Effects of menopausal hormonal therapy on occult breast tumors

Highlights

• MHT primarily exerts effects on occult breast tumors rather than causing de novo cancer.

• MHT with estrogen alone reduces the incidence of breast cancer, likely by inducing apoptosis.

• A understanding of the effects of MHT requires assessment of attributable risk and not relative risk.

Abstract

An estimated 7% of 40–80 year old women dying of unrelated causes harbor occult breast tumors at autopsy. These lesions are too small to be detected by mammography, a method which requires tumors to be approximately 1 cm in diameter to be diagnosed. Tumor growth rates, as assessed by “effective doubling times” on serial mammography range from 10 to >700 days with a median of approximately 200 days. We previously reported two models, based on iterative analysis of these parameters, to describe the biologic behavior of undiagnosed, occult breast tumors. One of our models is biologically based and includes parameters of a 200 day effective doubling time, 7% prevalence of occult tumors in the 40-80 aged female population and a detection threshold of 1.16 cm and the other involves computer based projections based on age related breast cancer incidence. Our models facilitate interpretation of the Women's Health Initiative (WHI) and anti-estrogen prevention studies.
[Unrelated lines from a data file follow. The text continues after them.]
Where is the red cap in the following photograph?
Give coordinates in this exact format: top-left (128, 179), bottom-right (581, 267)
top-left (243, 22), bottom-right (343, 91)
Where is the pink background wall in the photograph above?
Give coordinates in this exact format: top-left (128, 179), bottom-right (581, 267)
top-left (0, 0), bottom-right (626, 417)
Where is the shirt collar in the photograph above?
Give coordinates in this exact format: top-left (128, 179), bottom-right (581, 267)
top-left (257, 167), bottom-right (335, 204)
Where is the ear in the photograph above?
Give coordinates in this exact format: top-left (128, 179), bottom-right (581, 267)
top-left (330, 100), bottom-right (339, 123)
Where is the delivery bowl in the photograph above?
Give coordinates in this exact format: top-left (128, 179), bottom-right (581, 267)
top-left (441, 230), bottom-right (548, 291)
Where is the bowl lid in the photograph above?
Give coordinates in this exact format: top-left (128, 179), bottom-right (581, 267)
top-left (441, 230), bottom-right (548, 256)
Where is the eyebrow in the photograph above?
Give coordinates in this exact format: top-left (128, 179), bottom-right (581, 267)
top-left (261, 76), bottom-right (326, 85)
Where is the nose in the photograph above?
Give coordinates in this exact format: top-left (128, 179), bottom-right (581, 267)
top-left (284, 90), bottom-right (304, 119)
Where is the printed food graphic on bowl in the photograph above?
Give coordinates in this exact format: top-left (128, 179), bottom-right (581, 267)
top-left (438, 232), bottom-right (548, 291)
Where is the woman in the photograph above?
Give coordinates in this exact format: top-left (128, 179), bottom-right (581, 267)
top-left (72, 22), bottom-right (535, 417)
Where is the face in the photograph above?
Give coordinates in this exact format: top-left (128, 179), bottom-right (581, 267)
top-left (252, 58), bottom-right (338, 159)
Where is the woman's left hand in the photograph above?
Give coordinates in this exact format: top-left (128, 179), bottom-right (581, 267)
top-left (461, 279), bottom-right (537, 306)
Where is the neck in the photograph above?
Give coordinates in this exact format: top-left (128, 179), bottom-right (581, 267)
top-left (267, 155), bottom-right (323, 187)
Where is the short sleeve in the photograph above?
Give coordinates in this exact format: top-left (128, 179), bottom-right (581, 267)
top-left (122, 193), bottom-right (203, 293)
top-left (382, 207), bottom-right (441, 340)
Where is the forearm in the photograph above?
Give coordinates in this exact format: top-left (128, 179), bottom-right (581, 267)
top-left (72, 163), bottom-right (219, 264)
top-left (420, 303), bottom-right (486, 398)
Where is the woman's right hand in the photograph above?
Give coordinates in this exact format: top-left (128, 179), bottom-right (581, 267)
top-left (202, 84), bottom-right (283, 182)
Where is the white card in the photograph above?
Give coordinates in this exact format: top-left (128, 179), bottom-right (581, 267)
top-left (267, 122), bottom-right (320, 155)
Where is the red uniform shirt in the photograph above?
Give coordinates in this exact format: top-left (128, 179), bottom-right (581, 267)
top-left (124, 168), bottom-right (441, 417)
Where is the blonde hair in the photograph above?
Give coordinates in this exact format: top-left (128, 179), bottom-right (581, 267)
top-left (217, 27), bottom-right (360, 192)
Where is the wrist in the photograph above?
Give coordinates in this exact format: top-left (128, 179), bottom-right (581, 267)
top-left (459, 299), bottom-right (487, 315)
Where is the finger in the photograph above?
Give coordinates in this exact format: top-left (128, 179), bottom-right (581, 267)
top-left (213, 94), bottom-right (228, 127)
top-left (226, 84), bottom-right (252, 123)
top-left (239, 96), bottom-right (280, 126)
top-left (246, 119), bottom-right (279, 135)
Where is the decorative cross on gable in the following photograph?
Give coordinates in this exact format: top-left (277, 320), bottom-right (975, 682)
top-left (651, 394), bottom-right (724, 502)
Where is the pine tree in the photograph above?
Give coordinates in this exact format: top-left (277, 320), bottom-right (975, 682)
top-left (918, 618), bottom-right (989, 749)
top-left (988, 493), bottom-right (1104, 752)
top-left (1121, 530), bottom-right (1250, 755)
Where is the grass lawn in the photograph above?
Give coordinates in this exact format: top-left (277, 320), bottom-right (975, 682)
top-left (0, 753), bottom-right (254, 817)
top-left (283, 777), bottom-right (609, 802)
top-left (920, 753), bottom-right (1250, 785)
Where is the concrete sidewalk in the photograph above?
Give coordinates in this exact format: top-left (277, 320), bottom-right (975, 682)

The biologically based model suggests that menopausal hormone therapy with conjugated equine estrogens plus medroxyprogesterone acetate (MPA) in the WHI trial primarily promoted the growth of pre-existing, occult lesions and minimally initiated de novo tumors. The paradoxical reduction of breast cancer incidence in women receiving estrogen alone is consistent with a model that this hormone causes apoptosis in women deprived of estrogen long term as a result of the cessation of estrogen production after the menopause. Understanding of the kinetics of occult tumors suggests that breast cancer “prevention” with anti-estrogens or aromatase inhibitors represents early treatment rather than a reduction in de novo tumor formation.

Our in vivo data suggest that the combination of a SERM, bazedoxifene (BZA), with conjugated equine estrogen (CEE) acts to block maturation of the mammary gland in oophorectomized, immature mice. This hormonal combination is defined by the generic term, tissue selective estrogen complex or TSEC. Xenograft studies with the BZA/CEE combination show that it blocks the growth of occult, hormone dependent tumors in nude mice. These pre-clinical data suggest that the BZA/CEE TSEC combination may prevent the growth of occult breast tumors in women. Based on the beneficial effects of this TSEC combination on symptoms and fracture prevention in menopausal women, the combination of BZA/CEE might be used as a means both to treat menopausal symptoms and to prevent breast cancer.

This article is part of a Special Issue entitled ‘CSR 2013’.

Introduction

An estimated 7% of 40–80 year old women are found to have undiagnosed breast cancer at autopsy [1], [2], [3], [4], [5], [6], [7], [8]. We have developed both a biologically based and a computer-derived model to assess the growth of these occult tumors during the period in which they are too small to be detected by mammography. The biologic properties of the undiagnosed tumors provide insight into interpretation of the Women's Health Initiative (WHI) studies, breast cancer prevention trials, and risk prediction methods [9], [10], [11], [12], [13], [14], [15], [16], [17], [18], [19], [20], [21], [22], [23]. From these models, we conclude that the majority of the observed breast cancer effects of menopausal hormone therapy are exerted on pre-existing occult tumors commonly present in the population of otherwise healthy post-menopausal women. Additionally, use of anti-estrogens or aromatase inhibitors for breast cancer prevention actually represents early treatment of occult lesions.

The substantial prevalence of occult breast tumors in women has important implications. Recent data have indicated that most symptomatic women just entering menopause experience more benefit than risk from menopausal hormone therapy [2]. Current recommendations suggest use of hormone therapy in these women provided that they are not at enhanced risk for heart disease or breast cancer. However, a strategy that would both relieve symptoms and prevent breast cancer would add another dimension to this approach. Accumulating clinical data suggest that the combination of an estrogen with a SERM might relieve symptoms and at the same time provide early treatment for occult breast cancers. The SERM/estrogen combination has been termed a TSEC or tissue selective estrogen complex. This review will provide an overview of the biologic data indicating the importance of occult breast tumors and detail the studies suggesting that a TSEC might serve as early treatment of occult lesions. In this manuscript, we will cite our own data predominantly but also refer to studies that confirm and extend the concepts underlying the kinetics of occult tumor growth.